Last year I was invited by retired Laurel Farmer George Collins to visit the water melon operation of his son Mark at DMC (Wife Dawn and Mark. A series of health problems permitted me from making that date.

This year I asked if the invitation was still open; it was. So I spent half a day with George surveying the water melon fields and the operation from cutting the melons from their stem to the shipping process.

Over the years in Laurel others have built processing centers, skipping the middle man at the popular and long standing Laurel Farmers Auction where trucks and trailers sit and go through an auction process.

Most of the workers are out of Florida where they are use to the heat. A team of 10 are out in the melon field cutting the melons from the vines; this would be their fourth cutting, a fifth is questionable according to the foreman, but their are other fields.

On the other side of the field is another team of ten picking the melons and tossing them to team members on a school bus with the top cut off, seats out to accommodate the melons.

The buses then head to the packing facility where they line up next to a conveyer belt; the; rest of the process is intriguing.  The assembly line has about 15 people.

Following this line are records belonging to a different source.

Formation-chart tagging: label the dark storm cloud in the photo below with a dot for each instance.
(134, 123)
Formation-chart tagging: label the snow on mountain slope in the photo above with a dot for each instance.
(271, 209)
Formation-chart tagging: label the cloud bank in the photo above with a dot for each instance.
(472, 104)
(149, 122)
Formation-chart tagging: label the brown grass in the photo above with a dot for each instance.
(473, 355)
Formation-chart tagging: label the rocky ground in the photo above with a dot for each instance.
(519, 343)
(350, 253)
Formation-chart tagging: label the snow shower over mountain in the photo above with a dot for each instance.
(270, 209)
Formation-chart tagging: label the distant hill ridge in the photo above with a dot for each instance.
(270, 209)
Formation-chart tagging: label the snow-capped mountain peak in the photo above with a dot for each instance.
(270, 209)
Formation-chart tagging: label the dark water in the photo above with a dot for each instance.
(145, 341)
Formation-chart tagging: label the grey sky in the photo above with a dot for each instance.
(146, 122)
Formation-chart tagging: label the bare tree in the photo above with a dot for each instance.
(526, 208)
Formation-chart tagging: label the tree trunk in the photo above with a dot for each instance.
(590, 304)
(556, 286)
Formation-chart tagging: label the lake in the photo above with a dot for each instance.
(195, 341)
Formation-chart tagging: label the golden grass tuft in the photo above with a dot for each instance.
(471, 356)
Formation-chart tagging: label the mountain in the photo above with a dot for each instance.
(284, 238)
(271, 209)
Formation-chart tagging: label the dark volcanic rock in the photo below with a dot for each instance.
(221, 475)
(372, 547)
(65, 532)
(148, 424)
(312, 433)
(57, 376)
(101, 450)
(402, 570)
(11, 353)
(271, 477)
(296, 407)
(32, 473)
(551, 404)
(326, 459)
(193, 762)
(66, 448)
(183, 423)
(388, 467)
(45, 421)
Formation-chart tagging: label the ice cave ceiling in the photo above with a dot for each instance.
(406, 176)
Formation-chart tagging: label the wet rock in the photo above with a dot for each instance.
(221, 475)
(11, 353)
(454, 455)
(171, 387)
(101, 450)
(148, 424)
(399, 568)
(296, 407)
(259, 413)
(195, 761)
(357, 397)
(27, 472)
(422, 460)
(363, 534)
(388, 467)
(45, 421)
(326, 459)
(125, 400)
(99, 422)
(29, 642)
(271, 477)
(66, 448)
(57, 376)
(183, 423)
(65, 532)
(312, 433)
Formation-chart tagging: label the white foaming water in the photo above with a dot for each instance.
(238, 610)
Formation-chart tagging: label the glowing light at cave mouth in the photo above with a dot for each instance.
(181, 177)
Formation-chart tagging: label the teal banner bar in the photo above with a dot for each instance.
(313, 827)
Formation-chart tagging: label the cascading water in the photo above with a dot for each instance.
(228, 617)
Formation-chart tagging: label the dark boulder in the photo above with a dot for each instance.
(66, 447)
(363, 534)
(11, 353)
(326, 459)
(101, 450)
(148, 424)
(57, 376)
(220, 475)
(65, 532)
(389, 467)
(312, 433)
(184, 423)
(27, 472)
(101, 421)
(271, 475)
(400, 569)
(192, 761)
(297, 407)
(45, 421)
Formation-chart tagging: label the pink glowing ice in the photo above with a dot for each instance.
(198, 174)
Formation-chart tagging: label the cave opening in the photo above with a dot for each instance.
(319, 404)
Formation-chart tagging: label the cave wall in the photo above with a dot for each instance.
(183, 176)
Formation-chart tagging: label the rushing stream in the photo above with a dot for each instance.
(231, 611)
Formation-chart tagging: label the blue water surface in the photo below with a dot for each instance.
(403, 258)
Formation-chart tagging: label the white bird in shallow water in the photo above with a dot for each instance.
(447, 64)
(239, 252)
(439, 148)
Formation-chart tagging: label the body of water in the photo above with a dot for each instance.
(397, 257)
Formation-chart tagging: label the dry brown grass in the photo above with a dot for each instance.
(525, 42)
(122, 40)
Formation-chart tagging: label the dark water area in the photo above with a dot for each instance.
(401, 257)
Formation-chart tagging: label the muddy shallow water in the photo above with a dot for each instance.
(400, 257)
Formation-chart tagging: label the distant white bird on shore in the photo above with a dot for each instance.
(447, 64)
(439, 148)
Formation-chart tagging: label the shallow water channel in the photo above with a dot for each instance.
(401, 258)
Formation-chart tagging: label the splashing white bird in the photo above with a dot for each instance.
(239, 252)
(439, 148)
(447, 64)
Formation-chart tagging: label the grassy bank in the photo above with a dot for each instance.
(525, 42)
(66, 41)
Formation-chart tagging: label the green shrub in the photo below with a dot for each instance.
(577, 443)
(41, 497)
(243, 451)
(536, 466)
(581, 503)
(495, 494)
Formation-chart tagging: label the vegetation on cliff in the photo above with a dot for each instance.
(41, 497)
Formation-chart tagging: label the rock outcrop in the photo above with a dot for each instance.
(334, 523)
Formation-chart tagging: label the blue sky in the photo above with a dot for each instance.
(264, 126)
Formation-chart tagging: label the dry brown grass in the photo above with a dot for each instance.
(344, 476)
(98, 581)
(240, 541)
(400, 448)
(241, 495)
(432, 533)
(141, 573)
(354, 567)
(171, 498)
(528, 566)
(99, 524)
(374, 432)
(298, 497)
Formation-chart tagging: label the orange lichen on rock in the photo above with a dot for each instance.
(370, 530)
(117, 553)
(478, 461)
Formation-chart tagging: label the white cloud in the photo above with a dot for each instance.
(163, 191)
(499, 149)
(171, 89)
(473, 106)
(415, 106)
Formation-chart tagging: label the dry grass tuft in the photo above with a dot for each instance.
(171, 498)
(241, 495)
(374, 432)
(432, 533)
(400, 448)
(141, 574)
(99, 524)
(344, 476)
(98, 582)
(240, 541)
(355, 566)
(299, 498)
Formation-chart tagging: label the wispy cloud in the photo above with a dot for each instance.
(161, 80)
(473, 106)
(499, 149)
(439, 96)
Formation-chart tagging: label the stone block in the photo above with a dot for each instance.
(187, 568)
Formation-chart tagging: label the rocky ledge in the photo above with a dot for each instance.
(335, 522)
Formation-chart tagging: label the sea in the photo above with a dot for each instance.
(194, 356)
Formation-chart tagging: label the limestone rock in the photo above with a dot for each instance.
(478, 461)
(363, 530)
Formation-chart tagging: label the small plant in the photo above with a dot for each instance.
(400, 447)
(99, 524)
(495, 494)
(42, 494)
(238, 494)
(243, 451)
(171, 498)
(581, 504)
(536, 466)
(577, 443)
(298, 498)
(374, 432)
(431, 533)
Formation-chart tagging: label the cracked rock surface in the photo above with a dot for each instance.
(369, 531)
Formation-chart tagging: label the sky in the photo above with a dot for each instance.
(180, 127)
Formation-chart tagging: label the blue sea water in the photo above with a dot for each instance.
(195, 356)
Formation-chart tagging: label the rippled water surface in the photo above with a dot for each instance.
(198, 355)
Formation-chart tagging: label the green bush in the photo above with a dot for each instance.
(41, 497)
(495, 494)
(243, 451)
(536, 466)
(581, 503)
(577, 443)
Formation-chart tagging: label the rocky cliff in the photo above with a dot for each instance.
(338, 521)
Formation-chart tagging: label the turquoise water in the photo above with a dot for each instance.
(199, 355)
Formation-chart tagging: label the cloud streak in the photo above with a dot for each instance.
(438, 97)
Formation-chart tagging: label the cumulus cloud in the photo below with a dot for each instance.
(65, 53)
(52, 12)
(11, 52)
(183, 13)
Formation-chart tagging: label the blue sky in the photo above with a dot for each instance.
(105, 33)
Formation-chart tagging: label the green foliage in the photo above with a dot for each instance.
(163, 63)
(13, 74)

The most important person after those who are unloading, is the person who slaps the melon with both hands.

If the melon doesn’t sing his tune, it is tossed in the dump truck. It then goes to a computerized scale where  the melon is weighed, them moves along the conveyer belt. Their are several computerized sections who have picked up the weight of the melons, and as they move along the line, they are kicked out by a board according to their weight.

They are then loaded into boxes we see in the stores then lifted by a fork lift and stored on pallets throughout the warehouse, to be loaded on tractor trailers waiting.

Most of the Collin’s melons travel to stores in Phila and New York. They process up to 20 bus loads a day. A very interesting day.

Other farms in the Laurel area I am aware of: Givens, and Vincent Farms. Vincents grows a lot of truck crops as Tomatoes, corn, cantaloupes, etc.